If you watch Leno, like I do, you know his “correspondents” travel far and wide to fun events where they can film whacky segments, from John Melendez going belly-to-belly with bikers at the Sturgis Motorcycle Rally to “Sopranos” man Steve Schirripa floor-hopping to see what’s being sold at Las Vegas conventions.
On Sept. 9-11, when the Toy & Game Inventors Forum meets in Orlando, Florida, Leno’s crew will be there, filming inventors with their most outlandish creations. When I first heard about the taping, I contacted Bob Keegan, director of the Toy & Game Industry Foundation, to find out how they pulled off the publicity coup.

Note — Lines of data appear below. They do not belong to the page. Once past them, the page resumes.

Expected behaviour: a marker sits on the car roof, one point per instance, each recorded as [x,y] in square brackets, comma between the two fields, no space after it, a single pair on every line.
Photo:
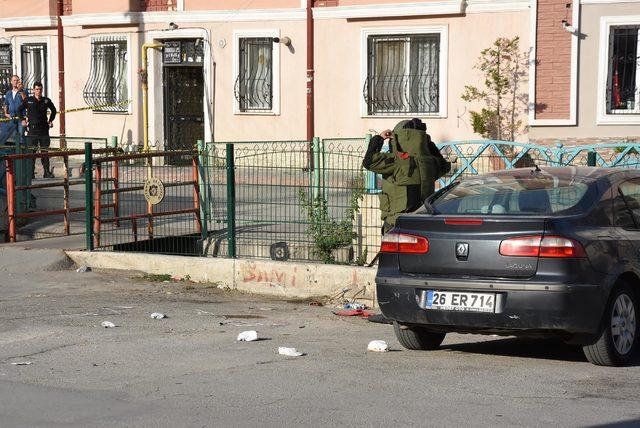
[587,173]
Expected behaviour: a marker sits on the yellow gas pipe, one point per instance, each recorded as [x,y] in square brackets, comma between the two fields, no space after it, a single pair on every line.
[144,77]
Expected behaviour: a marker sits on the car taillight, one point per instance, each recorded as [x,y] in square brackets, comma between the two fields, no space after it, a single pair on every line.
[463,221]
[396,242]
[539,246]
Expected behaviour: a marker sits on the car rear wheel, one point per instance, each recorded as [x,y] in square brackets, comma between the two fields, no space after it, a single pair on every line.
[417,338]
[618,342]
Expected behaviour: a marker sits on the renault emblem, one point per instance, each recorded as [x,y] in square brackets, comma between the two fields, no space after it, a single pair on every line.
[462,250]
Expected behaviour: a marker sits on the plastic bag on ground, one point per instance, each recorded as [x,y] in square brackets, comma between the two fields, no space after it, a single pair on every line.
[248,336]
[378,346]
[289,352]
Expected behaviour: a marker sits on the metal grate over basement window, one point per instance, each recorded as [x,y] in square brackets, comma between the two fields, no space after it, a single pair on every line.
[403,74]
[107,88]
[623,83]
[254,84]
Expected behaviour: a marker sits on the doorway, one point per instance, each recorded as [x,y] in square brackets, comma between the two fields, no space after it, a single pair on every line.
[183,80]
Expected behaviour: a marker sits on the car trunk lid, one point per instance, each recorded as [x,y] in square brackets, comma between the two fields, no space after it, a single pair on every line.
[462,246]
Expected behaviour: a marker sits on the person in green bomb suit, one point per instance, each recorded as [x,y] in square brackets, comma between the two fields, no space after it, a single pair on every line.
[409,171]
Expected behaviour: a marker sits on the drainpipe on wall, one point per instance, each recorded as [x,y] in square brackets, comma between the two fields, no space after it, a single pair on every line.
[310,83]
[144,77]
[61,94]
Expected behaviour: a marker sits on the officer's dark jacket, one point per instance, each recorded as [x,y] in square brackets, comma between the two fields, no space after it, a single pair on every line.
[37,112]
[409,171]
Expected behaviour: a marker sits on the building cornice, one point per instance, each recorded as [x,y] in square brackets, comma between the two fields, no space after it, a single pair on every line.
[607,1]
[184,17]
[443,7]
[488,6]
[446,7]
[24,22]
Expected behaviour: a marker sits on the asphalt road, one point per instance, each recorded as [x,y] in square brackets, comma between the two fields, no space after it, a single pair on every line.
[188,370]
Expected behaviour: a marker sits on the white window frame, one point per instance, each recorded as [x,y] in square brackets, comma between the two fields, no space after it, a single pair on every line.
[442,30]
[623,117]
[275,103]
[127,38]
[17,59]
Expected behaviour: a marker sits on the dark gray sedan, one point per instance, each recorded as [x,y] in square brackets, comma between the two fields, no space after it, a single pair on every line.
[551,252]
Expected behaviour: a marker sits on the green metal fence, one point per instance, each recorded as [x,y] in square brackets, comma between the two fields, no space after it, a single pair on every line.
[283,200]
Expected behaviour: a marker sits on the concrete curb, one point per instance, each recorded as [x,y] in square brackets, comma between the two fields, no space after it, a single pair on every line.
[282,279]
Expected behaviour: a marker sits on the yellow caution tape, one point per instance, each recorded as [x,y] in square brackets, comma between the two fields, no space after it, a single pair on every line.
[74,110]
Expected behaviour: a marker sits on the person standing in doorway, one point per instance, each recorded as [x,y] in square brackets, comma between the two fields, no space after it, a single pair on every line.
[13,110]
[40,116]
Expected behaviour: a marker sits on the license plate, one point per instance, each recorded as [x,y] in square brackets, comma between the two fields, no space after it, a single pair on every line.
[454,301]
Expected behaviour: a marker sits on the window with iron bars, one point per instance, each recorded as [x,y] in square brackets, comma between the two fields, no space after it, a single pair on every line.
[107,88]
[254,84]
[403,74]
[623,80]
[34,66]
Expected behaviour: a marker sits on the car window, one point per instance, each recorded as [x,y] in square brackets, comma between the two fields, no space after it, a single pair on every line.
[627,205]
[540,194]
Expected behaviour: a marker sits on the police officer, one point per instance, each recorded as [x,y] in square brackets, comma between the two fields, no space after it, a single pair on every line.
[409,171]
[12,111]
[39,122]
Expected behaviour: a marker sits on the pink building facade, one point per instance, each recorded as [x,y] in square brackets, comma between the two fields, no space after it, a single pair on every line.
[222,77]
[585,85]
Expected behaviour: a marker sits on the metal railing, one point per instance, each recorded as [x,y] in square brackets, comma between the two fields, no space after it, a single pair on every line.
[19,204]
[264,200]
[170,224]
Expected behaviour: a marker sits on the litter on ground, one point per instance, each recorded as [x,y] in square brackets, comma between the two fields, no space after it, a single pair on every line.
[354,313]
[289,352]
[248,336]
[378,346]
[354,306]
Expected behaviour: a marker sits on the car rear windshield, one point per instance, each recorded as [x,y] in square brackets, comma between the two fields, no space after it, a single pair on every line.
[533,193]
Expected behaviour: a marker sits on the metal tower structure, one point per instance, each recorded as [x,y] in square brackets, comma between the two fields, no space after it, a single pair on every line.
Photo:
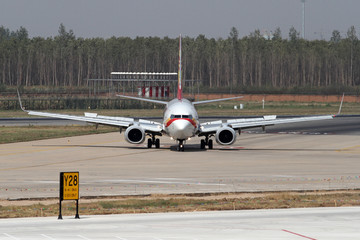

The whole thing started last year when someone from Keegan’s staff called “The Tonight Show” on a whim, asked for a segment producer and was put through to a guy named Justin.
A crew visited the toy and game show for two days, interviewed several inventors, wrote the entire comedy sketch themselves, then packed up their equipment and headed back to Burbank, California, and aired the segment.
“As a result,” Bob said, “one of the guys got a 30,000-piece order for his toy within a couple of days.”
But the segment attracted more than just buyers. This year, someone from “The Late Show” with David Letterman called, asking if they, too, could send someone to the event.
“We had to turn them down,” Bob said.
If you’re sponsoring a special event that seems like it’s custom-made for Leno or Letterman, keep these two late-night TV shows in mind. “The Tonight Show” also wants to hear about teens who can do weird stunts for its “Teenage Wasteland” segments.
Letterman, of course, is always on the lookout for four-legged Hounds and other pets for its “Stupid Pet and Human Trick” segments. They’re holding regional auditions during the next few months in Austin, Texas; Memphis, Tennessee; and Tulsa, Oklahoma.